穆彦珩轻轻摇了摇头,松石忙代他回道:“少爷没事。”
得到肯定回答后,夏正方继续禀报:
“让殿下受惊了。初步查明,是有异物绞入车轴,才致使车驾颠簸。”
“为安全计,还请陛下移步车外稍歇。属下已命人全力抢修,待修葺完毕,便可重新上路,确保天黑前抵达下一处驿站。”
穆彦珩胡乱抹了把脸,借着松石的搀扶下车。
他这才发现,他们的车队正停在一片前不着村后不着店的野林中,还是在暮色将尽之时。
正欲寻块平坦青石坐下,余光觑见他娘正疾步朝这边来。对方人未至,他却已感到心力交瘁,遂转身对松石道:“我去林中走走,让他们都别跟来。”
松石赶忙上前向穆夫人低语了几句,随即擦着汗小跑追来:“少爷,夫人让咱们别走远,半个时辰后便可重新上路。”
他们漫无目的地走着,不知走出多远,眼前忽现出一片饱含生机的青翠草地。
“哇!”松石不由张大了嘴。
也难怪他失态,任谁熬过漫长萧瑟的冬日,乍见这般蓬勃的绿意,都难免心潮澎湃。
再走近些,于满目新绿中,竟又延伸出一条蜿蜒曲折的小溪来。夕阳正斜,万顷金箔仿若皆消融在此间,随着水波轻轻荡漾。

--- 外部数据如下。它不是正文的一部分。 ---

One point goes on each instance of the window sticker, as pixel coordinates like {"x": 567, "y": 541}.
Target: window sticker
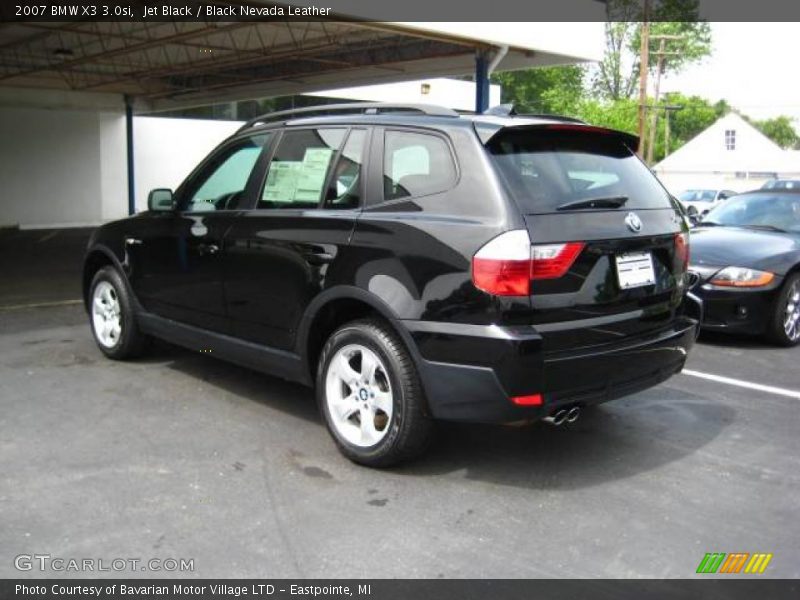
{"x": 298, "y": 181}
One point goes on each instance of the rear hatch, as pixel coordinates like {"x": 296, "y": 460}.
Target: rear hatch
{"x": 609, "y": 248}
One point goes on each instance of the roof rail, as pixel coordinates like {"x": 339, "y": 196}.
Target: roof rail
{"x": 508, "y": 110}
{"x": 367, "y": 108}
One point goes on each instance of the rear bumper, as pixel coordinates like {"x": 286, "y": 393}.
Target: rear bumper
{"x": 470, "y": 372}
{"x": 737, "y": 310}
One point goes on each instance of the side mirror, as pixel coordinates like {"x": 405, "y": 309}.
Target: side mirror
{"x": 160, "y": 200}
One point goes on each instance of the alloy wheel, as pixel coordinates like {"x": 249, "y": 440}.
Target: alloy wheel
{"x": 106, "y": 314}
{"x": 358, "y": 393}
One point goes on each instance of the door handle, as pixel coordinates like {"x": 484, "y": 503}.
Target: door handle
{"x": 204, "y": 249}
{"x": 318, "y": 258}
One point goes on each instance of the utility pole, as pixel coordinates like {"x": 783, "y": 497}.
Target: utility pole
{"x": 667, "y": 110}
{"x": 661, "y": 54}
{"x": 644, "y": 56}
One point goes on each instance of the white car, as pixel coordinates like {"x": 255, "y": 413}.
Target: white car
{"x": 699, "y": 202}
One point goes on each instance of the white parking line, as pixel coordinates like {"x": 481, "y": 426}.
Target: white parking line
{"x": 40, "y": 304}
{"x": 745, "y": 384}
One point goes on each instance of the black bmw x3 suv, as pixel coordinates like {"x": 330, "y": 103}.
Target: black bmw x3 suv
{"x": 412, "y": 264}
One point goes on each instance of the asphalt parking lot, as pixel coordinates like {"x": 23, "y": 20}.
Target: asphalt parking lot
{"x": 179, "y": 455}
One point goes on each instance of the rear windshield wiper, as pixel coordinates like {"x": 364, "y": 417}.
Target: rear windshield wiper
{"x": 765, "y": 228}
{"x": 610, "y": 202}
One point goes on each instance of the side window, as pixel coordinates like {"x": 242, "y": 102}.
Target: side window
{"x": 416, "y": 164}
{"x": 345, "y": 184}
{"x": 299, "y": 168}
{"x": 220, "y": 186}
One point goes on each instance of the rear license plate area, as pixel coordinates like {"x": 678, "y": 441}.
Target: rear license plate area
{"x": 635, "y": 269}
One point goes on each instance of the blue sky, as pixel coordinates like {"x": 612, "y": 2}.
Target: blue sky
{"x": 753, "y": 67}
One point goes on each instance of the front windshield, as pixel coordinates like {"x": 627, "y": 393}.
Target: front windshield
{"x": 764, "y": 210}
{"x": 697, "y": 196}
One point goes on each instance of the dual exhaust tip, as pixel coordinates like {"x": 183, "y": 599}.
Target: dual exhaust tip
{"x": 565, "y": 415}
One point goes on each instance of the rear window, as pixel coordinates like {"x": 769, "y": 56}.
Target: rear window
{"x": 545, "y": 169}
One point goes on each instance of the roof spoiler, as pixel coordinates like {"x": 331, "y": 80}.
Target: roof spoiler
{"x": 487, "y": 130}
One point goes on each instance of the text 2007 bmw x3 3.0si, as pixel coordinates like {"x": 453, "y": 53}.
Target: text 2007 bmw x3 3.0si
{"x": 411, "y": 264}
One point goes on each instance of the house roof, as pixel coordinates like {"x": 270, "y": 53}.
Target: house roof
{"x": 709, "y": 152}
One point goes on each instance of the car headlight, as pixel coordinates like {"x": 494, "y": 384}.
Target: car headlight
{"x": 742, "y": 277}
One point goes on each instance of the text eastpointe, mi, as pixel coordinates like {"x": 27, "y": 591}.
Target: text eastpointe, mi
{"x": 233, "y": 10}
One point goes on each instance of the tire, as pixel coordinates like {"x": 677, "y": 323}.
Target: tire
{"x": 365, "y": 370}
{"x": 784, "y": 327}
{"x": 112, "y": 317}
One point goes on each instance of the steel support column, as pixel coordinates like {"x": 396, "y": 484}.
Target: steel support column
{"x": 129, "y": 156}
{"x": 481, "y": 82}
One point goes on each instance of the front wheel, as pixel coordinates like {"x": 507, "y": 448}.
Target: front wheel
{"x": 785, "y": 326}
{"x": 370, "y": 395}
{"x": 113, "y": 318}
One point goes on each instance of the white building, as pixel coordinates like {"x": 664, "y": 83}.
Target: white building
{"x": 730, "y": 154}
{"x": 68, "y": 93}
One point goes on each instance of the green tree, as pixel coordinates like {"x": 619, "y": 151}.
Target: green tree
{"x": 552, "y": 90}
{"x": 617, "y": 74}
{"x": 780, "y": 131}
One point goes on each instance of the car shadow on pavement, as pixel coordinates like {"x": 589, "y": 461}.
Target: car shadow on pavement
{"x": 614, "y": 441}
{"x": 277, "y": 393}
{"x": 731, "y": 340}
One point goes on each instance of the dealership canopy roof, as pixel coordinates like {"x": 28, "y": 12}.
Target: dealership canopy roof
{"x": 174, "y": 64}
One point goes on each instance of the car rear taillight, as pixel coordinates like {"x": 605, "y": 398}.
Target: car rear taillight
{"x": 507, "y": 264}
{"x": 682, "y": 249}
{"x": 553, "y": 260}
{"x": 528, "y": 400}
{"x": 502, "y": 267}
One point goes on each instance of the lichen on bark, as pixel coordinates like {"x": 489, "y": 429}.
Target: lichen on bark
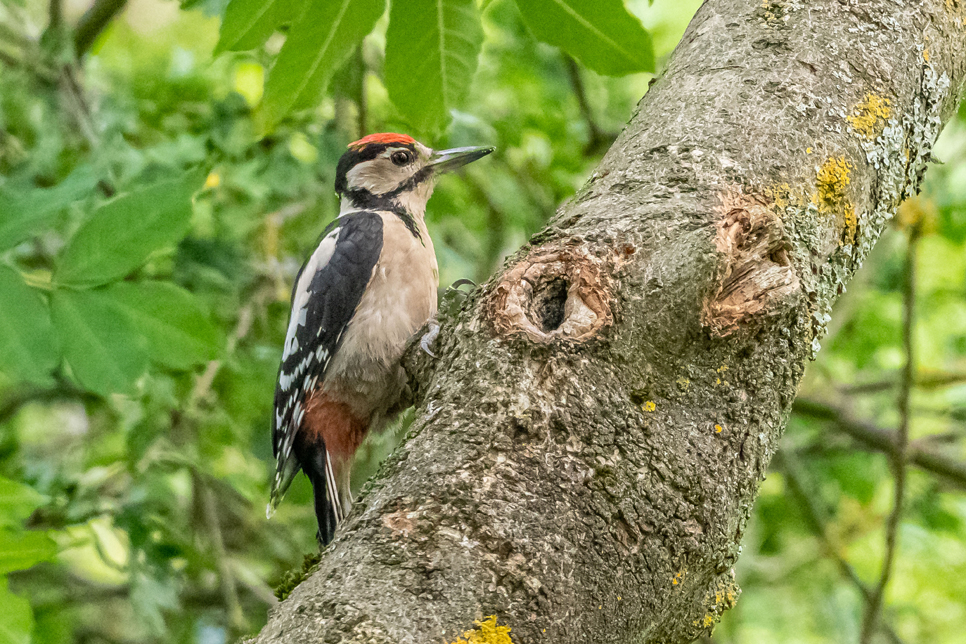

穆彦珩默然驻足,脚下像是生了根,既不进也不退,只静静望着。
松石见状心头一紧,只道是少爷的恐水症又发作了。忙侧身上前一步,试图挡住穆彦珩的视线,柔声安抚道:“少爷,要不……咱们再往别处走走?”
谁知穆彦珩突然一把将他推开——
“少爷!”
下一刻,伴随着松石撕裂宁静的惊呼声,穆彦珩竟朝着溪水猛冲过去!
松石慌忙扑身去抓,翻飞的衣角却堪堪自他指尖擦过——竟是抓空!
就在松石趴伏在地,眼睁睁看着少爷半只脚已踏入水中之时,斜刺里突然暴起一道黑影,迅疾如风般将穆彦珩拦腰截住,顺势向侧方一扑——
两人相拥着在草地上翻滚数圈,直至远离岸边,方才停住。
松石连滚带爬地赶过去,方要跪地拜谢大侠的救命之恩,却在看清对方面容时,惊得止住了声:“……沈,沈少爷?!”
沈莬向他略一颔首,而后将穆彦珩打横抱起,三人一路无话行回方才经过的那片树林。
“可否请松石兄暂避片刻?”
沈莬将怀中人轻放在一块平整干燥的青石上,又解下自己的外袍仔细替他披好,这才转身道,“我有几句话,想单独和殿下说。”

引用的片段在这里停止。